Best-selling marketing author Seth Godin has been asking marketers whether they are “buying momentary attention or are you investing in a long term asset?  Stop renting an audience – build one.” A decade later the research continues to mount that this is no longer an option, but a requirement for marketing strategy in the today’s competitive environment.
This new marketing “strategy,” which includes having to build a community and communicate one-to-one with customers on multiple different channels, can be downright overwhelming to a CMO who may not have had a lot of experience with direct customer interactions. This shift from a monologue (pushing messages) to a dialogue (engaging in conversations) essentially shifts control from the brand to the buyer. CMOs are just now coming to grips with this new reality, and this means traditional marketing tactics need to be re-examined.

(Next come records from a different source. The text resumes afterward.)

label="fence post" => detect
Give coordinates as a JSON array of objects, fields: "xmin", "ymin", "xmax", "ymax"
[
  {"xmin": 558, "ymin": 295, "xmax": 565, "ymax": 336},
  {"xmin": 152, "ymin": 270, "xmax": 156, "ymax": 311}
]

The rise of the digital CMO was recently highlighted in a Harvard Business Review post, noting that by 2015, 25% of the enterprises will appoint a chief digital officer to potentially drive digital transformation initiatives. So how can a CMO overcome the obstacles of marketing in the digital age and achieve success?
Here are some ideas to consider:
Partner with the CIO: According to a recent Wired magazine post, “Who Owns Big Data: The CMO or CIO?” there is much discussion around who should own big data. The Wired blog concludes that, “The CMO can’t own big data, because the CMO cannot architect a cloud solution that will help big data be stored and quickly processed. The CMO can choose the tools for the purposes of analytics and data reconciliation, but the CIO makes them work.” We believe that the CMO will own the data generated from Big Data infrastructure, and that presents an opportunity for CMOs willing to understand today’s transformational technology.

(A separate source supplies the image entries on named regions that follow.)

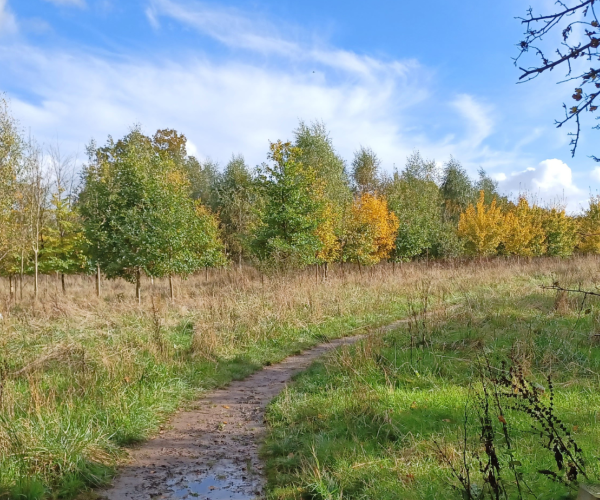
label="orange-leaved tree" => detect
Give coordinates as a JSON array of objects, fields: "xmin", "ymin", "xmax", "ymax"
[
  {"xmin": 502, "ymin": 196, "xmax": 545, "ymax": 257},
  {"xmin": 342, "ymin": 193, "xmax": 400, "ymax": 265},
  {"xmin": 458, "ymin": 190, "xmax": 504, "ymax": 256},
  {"xmin": 579, "ymin": 196, "xmax": 600, "ymax": 254}
]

Make Brand Touch Points Count in the Sales Cycle: Recent studies point to consumers being engaged with as much as 11 touch points before making a decision to purchase. In addition, a B2B study found that 60% of the decision-making process is complete before the customer even picks up the phone to contact a business (some studies have shown up to 75% of the process being decided). This means that every touch point a brand has with a customer is critical, because there aren’t as many of them as their used to be in the sales cycle.  The implication for CMOs is to ensure that their brand is “helping customers buy” instead of “selling.”  Educating buyers along the buying cycle is critical.
Broaden Customer Communication Platforms: Brands must embrace those communications channels preferred by their customers and buyers.  Not only will this aid in building a sense of community and trust with target audiences, but digital channels such as social media provide a rich source of insights. Brands can generate four types of insights from monitoring online conversations: (i) brand perception/sentiment, (ii) competitor perception/sentiment, (iii) sales inquiries, and (iv) product/service feedback.

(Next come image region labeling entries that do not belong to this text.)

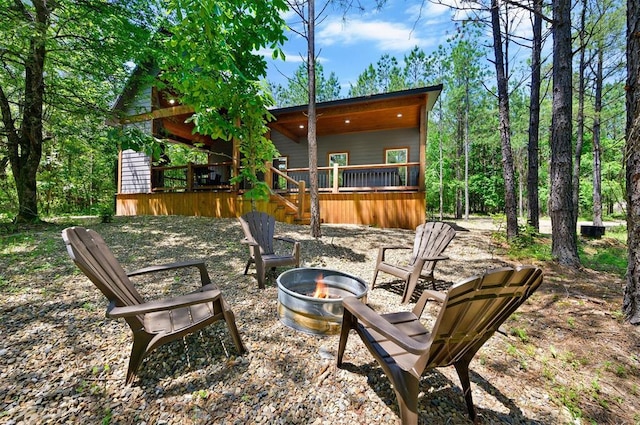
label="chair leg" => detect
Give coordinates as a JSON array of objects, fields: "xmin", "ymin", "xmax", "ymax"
[
  {"xmin": 454, "ymin": 358, "xmax": 476, "ymax": 423},
  {"xmin": 371, "ymin": 267, "xmax": 378, "ymax": 291},
  {"xmin": 402, "ymin": 273, "xmax": 420, "ymax": 304},
  {"xmin": 392, "ymin": 372, "xmax": 420, "ymax": 425},
  {"xmin": 223, "ymin": 309, "xmax": 247, "ymax": 353},
  {"xmin": 256, "ymin": 262, "xmax": 267, "ymax": 289},
  {"xmin": 126, "ymin": 333, "xmax": 151, "ymax": 385},
  {"xmin": 337, "ymin": 309, "xmax": 355, "ymax": 367}
]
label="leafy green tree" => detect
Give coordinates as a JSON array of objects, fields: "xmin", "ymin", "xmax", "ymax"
[
  {"xmin": 160, "ymin": 0, "xmax": 286, "ymax": 198},
  {"xmin": 0, "ymin": 0, "xmax": 158, "ymax": 222},
  {"xmin": 622, "ymin": 0, "xmax": 640, "ymax": 325}
]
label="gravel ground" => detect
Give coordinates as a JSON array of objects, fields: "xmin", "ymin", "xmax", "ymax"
[{"xmin": 0, "ymin": 217, "xmax": 588, "ymax": 425}]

Understand Marketing Technology: In today’s digital world, CMOs need to think in terms of technology “stacks” that they can deploy to support their marketing initiatives.  The first component is the website CMS environment that allows real-time content updates to the “hub” of any digital strategy — the website.  The second component should be the analytics platform that provides insights into website behavior and attribution. The third component should be the CRM container that will warehouse data collected from website traffic and other marketing lead capture activities. Understand whether the selected solution offers open API access and native applications, or whether it requires bigger commitments in development funding to extend over time. The fourth component should be marketing automation layer that integrates with CRM to automate ongoing email/social touch points with the CRM records, based on time-based or behavior triggers.  The fifth components should be the social Engagement layer that allows marketers to monitor and engage social networks to build community and build SEO value via inbound links (“social signals” in Google-speak).  The final component is the Content Curation and Editorial layer that allows marketers to gather and organize articles, blogs, RSS feeds, and other sources for use in executing content marketing initiatives. ESNs (enterprise social networks) can also be deployed to connect employees inside a brand to empower collaboration and problem solving.
The real question becomes how do we take all this — the relationships created by social systems and the data analytics — and put it together, in real-time, to help make decisions and solve business problem that can’t be solved in a traditional system?   The answer may lie in getting people and data together in real-time to help facilitate a specific problem and get answers – something that could never be done in the past because all the pieces were separated.